Equally fundamentally, joinery performance can be improved by proper site handling and management practices at the construction stage. In this regard ensuring that adequate (covered) storage provision for joinery is provided and that components are stored out of ground contact on bearers in their wrapped state (either finished or unfinished) with the load distributed down accurately placed vertical lines of stickers. The number of associated joinery failures resulting from poor storage and handling practices as seen on site by TRADA consultants is staggering and underscores the often negligent way timber is treated within the construction industry.

Not the way to treat joinery on site!

The advantages of factory pre-finishing of joinery in providing a higher quality and more durable coating should be considered, particularly if circumstances are unfavourable for on-site painting. Joinery installation should be carried out as late as possible to ensure that wet trades have dried out. The use of formers as templates for window openings ensure that windows and doorsets fit properly without the usual level of “persuasion” normally encountered on site.

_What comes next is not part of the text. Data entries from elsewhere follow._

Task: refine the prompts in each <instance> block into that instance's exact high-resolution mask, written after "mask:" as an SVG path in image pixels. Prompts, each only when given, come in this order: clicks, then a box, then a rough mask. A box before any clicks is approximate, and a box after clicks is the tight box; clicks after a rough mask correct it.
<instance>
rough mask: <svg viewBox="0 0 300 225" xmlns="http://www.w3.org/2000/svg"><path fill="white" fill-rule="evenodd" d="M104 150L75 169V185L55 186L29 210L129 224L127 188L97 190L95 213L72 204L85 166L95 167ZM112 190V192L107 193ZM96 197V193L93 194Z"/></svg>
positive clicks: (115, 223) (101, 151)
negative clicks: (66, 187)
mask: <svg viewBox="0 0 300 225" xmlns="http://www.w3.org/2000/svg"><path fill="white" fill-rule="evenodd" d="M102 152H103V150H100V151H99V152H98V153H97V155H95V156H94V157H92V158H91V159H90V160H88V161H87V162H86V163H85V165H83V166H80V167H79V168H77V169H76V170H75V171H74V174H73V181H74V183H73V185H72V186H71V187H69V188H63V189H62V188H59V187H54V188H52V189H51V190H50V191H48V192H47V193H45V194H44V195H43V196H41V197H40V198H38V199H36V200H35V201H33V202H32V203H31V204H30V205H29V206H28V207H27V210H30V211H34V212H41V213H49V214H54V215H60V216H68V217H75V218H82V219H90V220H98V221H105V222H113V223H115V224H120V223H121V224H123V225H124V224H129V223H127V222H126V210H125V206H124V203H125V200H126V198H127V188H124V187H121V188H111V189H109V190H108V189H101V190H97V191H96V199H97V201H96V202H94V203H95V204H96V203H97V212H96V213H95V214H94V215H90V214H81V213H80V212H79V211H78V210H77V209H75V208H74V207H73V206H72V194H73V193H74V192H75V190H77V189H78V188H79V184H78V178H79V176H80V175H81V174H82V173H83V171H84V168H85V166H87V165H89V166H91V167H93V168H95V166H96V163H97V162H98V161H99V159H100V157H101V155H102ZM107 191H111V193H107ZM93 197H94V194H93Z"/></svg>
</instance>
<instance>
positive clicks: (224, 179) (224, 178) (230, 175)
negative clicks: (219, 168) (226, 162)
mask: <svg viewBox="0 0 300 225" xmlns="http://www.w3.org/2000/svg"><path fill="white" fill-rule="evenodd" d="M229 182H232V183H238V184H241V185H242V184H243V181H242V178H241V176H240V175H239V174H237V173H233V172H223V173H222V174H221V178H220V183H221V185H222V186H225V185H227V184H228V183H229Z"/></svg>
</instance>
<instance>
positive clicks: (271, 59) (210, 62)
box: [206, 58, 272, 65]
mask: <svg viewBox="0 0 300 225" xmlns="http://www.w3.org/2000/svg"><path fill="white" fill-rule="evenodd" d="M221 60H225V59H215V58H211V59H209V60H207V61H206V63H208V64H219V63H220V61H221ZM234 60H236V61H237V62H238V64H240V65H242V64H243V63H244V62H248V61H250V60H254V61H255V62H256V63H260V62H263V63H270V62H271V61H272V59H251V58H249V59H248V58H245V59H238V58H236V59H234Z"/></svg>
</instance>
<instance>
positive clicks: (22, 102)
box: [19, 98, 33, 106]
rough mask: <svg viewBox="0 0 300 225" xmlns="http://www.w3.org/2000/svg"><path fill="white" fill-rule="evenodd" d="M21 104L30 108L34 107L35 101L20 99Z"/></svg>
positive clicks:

These are merely a few examples of how low-cost, low-tech procedures can offer solutions to recurrent performance problems which continue to plague our wood joinery industry and which undermine the undoubted commercial viability which wood offers when used properly. All materials have their respective tolerances and limits. In the timber and construction sectors, the problem is one of education and proper understanding of those limits. In the UK, we have become complacent in believing that wood is a material forgiving of malpractice, and our building procedures reflect this.

Whilst it is true that wood is a forgiving material, like most natural commodities it shares parallels with other natural systems in its complexity, fragility and tolerance to certain levels of abuse. However, like all materials, when pushed to its limits it will fail. This need not happen. The timber and construction industries should take note of the lesson that “Wood is valuable - treat it with care”.